Voluntary School - (VA school) is a state-funded school in England and Wales in which a foundation or trust (usually a religious organization), contributes to building costs and has a substantial influence in the running of the school. Such schools have more autonomy than Voluntary Controlled schools, which are entirely funded by the state. In most cases the foundation or trust own the buildings. In some circumstances Local Authorities can help the governing body in buying a site, or can provide a site or building free of charge. Voluntary Aided schools are a kind of "maintained school", meaning that they receive all their running costs from central government via the Local Authority.
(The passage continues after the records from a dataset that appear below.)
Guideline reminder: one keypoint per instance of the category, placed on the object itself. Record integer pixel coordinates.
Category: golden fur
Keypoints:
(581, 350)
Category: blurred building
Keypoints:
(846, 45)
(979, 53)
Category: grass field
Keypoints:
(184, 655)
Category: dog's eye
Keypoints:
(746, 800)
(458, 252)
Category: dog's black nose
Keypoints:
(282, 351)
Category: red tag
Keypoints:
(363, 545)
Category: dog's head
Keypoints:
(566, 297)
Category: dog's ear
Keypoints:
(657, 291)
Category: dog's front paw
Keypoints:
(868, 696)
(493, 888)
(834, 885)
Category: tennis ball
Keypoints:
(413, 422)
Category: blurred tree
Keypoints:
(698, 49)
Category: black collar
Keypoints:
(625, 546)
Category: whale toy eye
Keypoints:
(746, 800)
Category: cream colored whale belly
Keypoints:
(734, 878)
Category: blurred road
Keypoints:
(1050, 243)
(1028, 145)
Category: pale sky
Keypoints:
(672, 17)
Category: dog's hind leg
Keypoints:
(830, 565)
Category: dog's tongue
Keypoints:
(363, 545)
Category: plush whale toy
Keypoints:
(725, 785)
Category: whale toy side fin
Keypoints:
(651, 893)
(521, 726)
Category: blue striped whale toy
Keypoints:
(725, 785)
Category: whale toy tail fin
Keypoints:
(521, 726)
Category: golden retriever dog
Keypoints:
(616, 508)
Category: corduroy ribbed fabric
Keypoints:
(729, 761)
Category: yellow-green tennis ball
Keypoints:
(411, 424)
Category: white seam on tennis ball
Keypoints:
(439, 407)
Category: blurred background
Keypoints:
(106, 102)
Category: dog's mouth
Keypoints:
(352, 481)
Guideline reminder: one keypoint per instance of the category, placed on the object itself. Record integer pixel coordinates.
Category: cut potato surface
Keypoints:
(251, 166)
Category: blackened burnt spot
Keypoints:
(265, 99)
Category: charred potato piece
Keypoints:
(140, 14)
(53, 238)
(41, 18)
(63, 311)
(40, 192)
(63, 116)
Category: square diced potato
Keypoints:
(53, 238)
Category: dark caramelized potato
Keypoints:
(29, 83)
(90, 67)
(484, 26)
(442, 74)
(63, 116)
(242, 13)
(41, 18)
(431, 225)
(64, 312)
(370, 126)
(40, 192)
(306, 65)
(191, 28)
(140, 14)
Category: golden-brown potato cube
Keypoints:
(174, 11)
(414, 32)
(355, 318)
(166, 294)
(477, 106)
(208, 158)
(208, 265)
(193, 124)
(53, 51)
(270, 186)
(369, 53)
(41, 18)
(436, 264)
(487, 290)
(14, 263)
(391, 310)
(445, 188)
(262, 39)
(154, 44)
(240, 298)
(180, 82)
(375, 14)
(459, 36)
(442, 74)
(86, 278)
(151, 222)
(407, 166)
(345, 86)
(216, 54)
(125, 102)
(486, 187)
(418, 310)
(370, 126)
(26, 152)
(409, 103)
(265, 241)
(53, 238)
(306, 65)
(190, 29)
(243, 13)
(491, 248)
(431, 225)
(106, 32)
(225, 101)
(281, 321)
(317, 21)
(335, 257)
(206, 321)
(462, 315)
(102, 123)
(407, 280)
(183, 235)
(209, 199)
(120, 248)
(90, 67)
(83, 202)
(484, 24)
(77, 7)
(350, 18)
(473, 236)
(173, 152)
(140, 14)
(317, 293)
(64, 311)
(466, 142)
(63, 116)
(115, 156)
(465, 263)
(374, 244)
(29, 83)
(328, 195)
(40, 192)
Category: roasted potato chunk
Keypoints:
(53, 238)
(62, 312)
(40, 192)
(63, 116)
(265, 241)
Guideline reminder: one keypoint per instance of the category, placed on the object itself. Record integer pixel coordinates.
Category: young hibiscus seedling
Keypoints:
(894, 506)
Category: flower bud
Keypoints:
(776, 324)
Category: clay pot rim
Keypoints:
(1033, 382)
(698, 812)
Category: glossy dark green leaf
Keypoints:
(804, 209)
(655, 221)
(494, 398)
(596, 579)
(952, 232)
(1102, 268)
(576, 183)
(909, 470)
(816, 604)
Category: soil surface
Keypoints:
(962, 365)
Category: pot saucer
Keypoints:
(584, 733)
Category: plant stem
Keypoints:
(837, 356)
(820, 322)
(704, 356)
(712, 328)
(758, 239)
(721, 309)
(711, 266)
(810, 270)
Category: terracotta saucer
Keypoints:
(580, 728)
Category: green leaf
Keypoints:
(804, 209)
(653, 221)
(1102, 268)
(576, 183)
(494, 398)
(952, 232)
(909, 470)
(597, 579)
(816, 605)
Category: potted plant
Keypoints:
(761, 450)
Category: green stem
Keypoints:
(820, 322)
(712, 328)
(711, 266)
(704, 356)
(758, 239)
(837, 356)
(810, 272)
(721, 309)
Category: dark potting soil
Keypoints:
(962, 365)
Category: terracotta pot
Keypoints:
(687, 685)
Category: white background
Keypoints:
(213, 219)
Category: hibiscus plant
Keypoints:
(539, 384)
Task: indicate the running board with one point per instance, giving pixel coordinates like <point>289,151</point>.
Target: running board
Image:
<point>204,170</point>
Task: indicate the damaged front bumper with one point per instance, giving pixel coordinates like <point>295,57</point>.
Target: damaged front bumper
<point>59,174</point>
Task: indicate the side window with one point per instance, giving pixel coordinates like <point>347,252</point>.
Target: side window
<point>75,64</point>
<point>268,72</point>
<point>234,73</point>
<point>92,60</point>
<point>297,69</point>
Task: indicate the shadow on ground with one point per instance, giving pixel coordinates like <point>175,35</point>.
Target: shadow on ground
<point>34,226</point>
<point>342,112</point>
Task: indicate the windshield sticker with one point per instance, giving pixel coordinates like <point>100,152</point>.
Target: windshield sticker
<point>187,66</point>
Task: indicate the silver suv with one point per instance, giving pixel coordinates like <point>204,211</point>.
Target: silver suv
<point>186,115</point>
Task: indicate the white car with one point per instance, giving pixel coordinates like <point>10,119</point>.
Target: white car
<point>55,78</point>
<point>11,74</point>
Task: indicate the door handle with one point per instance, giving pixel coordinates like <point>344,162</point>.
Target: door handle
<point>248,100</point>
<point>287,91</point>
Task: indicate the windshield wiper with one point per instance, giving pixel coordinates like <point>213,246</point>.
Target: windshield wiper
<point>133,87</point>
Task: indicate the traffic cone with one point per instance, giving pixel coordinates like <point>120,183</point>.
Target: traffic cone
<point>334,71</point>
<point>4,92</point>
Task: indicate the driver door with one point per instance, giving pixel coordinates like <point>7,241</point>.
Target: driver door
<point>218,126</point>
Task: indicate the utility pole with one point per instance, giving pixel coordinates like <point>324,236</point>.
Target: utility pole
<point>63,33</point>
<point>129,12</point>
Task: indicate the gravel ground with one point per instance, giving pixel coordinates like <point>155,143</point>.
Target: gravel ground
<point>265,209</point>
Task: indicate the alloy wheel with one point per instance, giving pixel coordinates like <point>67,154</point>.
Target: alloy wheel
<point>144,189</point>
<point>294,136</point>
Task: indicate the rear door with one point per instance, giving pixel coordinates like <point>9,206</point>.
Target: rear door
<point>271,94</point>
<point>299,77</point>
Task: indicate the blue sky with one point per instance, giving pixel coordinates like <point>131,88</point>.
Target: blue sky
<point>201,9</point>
The majority are also faith schools.
Specialist Schools- Secondary Schools - The specialist schools program was a UK government initiative which encouraged secondary schools in England to specialize in certain areas of the curriculum to boost achievement. The Specialist Schools and Academies Trust was responsible for the delivery of the program. At the end of the status there were nearly 3,000 specialist schools, which was fully 88% of the state-funded secondary schools in England
Academy schools - are state funded schools in England, which are directly funded by central government (specifically, the Department for Education) and independent of direct control by the local authority. Academies are self-governing and all are constituted as non-profit charitable trusts. They may receive additional support from personal or corporate sponsors, either financially or in kind. They must meet the same National Curriculum core subject requirements as other state schools and are subject to inspection by Ofsted.
A Free School in England is a type of Academy, a non-profit-making, independent, state-funded school, which is free to attend, but which does a Local Authority not control. They are subject to the same School Admissions Code as all other State-funded schools. Like other types of academy, Free Schools are governed by non-profit charitable trusts that sign funding agreements with the Secretary of State. There are different model funding agreements for Single Academy Trusts and Multi Academy Trusts. There are currently 174 free schools in England with another 120 approved to open from September 2014. These make up 1% of all English schools.